Leeza Pearson got a judge-y note from school along with a pack of uneaten Oreos.
These cookies are a dramatization. (via Thinkstock)
Nutrition is a hot topic in schools and at home. While some schools are taking steps to improve their free or subsidized lunch program, others are trying to reach into people's homes and control them like puppets. Leeza Pearson of Aurora, CO. sent her 4-year-old daughter Natalee to school one morning with a lunch that included a pack of Oreos and found out Children's Academy is the latter.
Natalee was sent home with the unopened pack of cookies and this note:
Just say what you really mean, note. (via ABC News)
The note reads:
It is very important that all students have a nutritious lunch. This is a public school setting and all children are required to have a fruit, a vegetable, and a healthy snack from home, along with a milk. If they have potatoes, the child will also need bread to go along with it. Lunchable, chips, fruit snacks, and peanut butter are not considered to be a healthy snack. This is a very important part of our program and we need everyone's participation.
Sure. Nothing healthier than having a side of bread with your potatoes.
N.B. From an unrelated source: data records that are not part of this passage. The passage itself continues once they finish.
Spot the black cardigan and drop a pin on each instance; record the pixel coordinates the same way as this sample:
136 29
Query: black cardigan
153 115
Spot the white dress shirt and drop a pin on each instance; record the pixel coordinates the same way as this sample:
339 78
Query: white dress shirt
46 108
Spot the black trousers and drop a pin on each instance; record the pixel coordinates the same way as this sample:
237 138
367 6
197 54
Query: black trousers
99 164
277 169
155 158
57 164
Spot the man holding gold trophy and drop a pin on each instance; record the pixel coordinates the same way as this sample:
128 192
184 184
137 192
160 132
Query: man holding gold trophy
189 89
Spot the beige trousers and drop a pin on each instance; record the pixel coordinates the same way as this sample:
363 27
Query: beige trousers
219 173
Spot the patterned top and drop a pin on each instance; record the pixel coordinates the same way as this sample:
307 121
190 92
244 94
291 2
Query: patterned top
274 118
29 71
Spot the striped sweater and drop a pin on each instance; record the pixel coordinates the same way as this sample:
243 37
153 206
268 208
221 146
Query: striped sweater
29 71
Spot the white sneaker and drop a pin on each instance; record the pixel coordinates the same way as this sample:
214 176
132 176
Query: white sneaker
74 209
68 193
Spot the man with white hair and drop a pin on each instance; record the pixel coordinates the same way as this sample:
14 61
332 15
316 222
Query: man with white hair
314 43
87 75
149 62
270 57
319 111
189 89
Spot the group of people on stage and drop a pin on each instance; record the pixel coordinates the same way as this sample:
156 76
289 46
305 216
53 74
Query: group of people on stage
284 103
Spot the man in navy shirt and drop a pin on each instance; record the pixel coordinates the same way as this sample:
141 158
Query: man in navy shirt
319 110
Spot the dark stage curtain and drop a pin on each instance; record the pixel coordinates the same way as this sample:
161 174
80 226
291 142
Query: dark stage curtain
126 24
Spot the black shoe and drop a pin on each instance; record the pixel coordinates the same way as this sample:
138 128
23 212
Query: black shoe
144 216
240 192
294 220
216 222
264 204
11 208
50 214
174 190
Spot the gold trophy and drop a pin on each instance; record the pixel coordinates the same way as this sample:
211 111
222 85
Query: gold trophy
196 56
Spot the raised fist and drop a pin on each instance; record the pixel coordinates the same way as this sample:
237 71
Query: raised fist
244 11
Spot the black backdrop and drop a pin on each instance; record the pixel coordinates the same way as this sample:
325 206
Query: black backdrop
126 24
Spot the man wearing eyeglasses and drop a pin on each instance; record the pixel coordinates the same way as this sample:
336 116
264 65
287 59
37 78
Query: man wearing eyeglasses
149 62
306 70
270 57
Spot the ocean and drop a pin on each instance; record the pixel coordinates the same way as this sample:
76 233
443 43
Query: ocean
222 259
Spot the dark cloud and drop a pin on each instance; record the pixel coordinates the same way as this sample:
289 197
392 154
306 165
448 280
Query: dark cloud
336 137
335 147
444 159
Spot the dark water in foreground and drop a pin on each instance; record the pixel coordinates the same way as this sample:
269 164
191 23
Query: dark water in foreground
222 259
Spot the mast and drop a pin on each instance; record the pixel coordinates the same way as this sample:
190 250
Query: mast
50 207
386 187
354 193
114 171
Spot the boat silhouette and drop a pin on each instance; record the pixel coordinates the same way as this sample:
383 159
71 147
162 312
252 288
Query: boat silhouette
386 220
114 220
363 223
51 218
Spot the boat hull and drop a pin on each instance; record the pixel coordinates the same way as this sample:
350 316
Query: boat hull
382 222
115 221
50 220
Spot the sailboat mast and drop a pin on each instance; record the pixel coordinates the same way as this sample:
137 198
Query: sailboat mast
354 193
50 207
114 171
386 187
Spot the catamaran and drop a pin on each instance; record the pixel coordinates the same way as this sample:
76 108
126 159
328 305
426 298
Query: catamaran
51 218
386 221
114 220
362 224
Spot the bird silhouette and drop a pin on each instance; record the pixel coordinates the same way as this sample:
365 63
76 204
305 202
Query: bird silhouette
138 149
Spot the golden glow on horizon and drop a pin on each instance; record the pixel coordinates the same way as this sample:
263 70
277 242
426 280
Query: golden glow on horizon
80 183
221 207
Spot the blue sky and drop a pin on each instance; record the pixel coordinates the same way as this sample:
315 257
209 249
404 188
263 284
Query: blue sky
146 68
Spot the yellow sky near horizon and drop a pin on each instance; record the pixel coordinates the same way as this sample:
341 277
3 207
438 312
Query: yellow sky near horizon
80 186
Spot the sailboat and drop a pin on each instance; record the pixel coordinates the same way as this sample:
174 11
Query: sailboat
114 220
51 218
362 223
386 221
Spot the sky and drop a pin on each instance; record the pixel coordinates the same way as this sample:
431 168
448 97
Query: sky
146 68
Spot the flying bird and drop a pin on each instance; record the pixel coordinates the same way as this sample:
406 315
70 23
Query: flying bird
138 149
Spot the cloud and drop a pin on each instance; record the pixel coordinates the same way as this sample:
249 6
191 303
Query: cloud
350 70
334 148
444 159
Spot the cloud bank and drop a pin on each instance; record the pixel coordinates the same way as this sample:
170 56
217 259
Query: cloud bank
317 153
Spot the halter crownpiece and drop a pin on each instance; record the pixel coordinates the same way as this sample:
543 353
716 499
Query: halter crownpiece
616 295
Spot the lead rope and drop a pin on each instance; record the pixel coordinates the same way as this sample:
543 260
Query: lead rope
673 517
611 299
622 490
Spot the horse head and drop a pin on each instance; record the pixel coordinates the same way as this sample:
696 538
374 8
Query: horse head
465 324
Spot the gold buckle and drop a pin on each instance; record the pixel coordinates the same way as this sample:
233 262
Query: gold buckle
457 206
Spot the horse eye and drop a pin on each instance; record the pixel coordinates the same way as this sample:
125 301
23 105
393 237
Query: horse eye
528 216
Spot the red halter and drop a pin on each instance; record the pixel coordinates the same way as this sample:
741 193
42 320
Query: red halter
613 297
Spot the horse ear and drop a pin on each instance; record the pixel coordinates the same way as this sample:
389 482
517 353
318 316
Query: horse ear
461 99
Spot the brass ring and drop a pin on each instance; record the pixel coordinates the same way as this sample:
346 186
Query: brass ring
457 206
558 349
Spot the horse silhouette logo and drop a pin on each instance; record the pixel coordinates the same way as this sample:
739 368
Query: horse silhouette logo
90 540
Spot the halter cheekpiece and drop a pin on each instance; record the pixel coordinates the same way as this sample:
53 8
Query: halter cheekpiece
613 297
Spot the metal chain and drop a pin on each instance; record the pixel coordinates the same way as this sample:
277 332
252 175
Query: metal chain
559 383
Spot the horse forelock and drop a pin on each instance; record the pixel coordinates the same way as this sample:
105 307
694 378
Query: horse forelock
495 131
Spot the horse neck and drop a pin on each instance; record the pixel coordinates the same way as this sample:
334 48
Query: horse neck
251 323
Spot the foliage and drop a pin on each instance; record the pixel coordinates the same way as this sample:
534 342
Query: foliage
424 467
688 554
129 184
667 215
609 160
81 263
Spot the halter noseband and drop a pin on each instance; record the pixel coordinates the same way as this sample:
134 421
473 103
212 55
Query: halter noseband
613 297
Naturally, Pearson was confused and annoyed by this message, especially since Children's Academy frequently serves the kids jelly beans during after-school sessions and requests candy from parents around Easter. She told ABC News:
"I think it is definitely over the top, especially because they told her she can't eat what is in her lunch. They should have at least allowed to eat her food and contacted me to explain the policy and tell me not to pack them again. They say I can't decide what to feed her but then they sometimes feed her junk food. Why am I being punished for Oreos when at other times I am asked to bring candy? She is not overweight by any means and I usually try to feed her healthy. It's not like I was offering cookies to the entire class and it's not like that was the only thing in her lunch."
It IS important to feed healthy food to your kids. It probably won't hurt them to have cookies now and then either. Bottom line: passive-aggressive notes are a terrible way to debate nutrition.
The school itself did not comment or reveal the identity of the note-artist, but Patty Moon is a spokeswoman for the Aurora Public Schools and she told ABC News that notes are not standard practice. I guess usually they chase you through the streets, whipping carrots at your feet?